The personal information collected, is on behalf of our contracted obligations held with our clients/participants and regulated authorities, such as the NDIS Quality and Safeguards Commission, and is subject to restrictions imposed on its disclosure, collection and use by the Privacy Act 1988 (Cth) (Privacy Act).
LiveBig are obliged, in accordance with the terms of their registration requirements and Australian legal requirements, to comply with the Privacy Act when collecting, using, and disclosing the personal information of our employees, customers, clients, participantsand related stakeholders. Personal information is collected for the provision of therapy services to:
Determine eligibility or appropriateness of services
Tailor services to clients’ / participants needs.
Evaluate and monitor outcomes, programs and services provided.
Facilitate resolution of complaints made by stakeholders.
Allow for inclusion of client / participant personal details in communications developed by LiveBig, applicable to the scope of services.

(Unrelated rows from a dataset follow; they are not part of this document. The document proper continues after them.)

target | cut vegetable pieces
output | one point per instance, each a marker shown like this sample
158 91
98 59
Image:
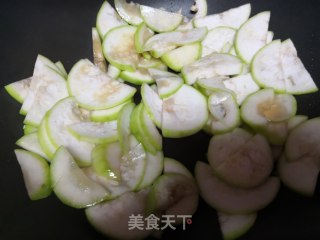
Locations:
111 217
152 103
95 132
107 19
266 67
235 225
36 174
301 175
119 49
215 64
242 86
184 113
297 78
62 115
179 57
19 90
98 57
233 17
252 36
169 20
216 40
130 12
71 185
228 199
31 143
94 89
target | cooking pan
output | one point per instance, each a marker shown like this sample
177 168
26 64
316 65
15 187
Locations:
61 30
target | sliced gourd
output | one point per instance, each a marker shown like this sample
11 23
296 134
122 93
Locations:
36 174
169 20
94 89
252 36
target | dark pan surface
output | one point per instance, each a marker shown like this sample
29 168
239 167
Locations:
61 30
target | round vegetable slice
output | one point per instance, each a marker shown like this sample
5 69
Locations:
184 113
71 185
169 20
119 49
94 89
246 43
228 199
36 174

Personal information held by LiveBig (including such information provided to LiveBig by employees, contractors, clients and participants) may be disclosed to national or State/Territory-based tribunals, commissions, courts and regulatory agencies, , the Australian Health Practitioner Regulation Agency (AHPRA), health practitioners and third party service providers (including providers who may have operations being conducted oversees).
SCOPE
This Policy relates to the collection, use and disclosure of information for:
Stakeholders involved in the scope of services delivered by LiveBig.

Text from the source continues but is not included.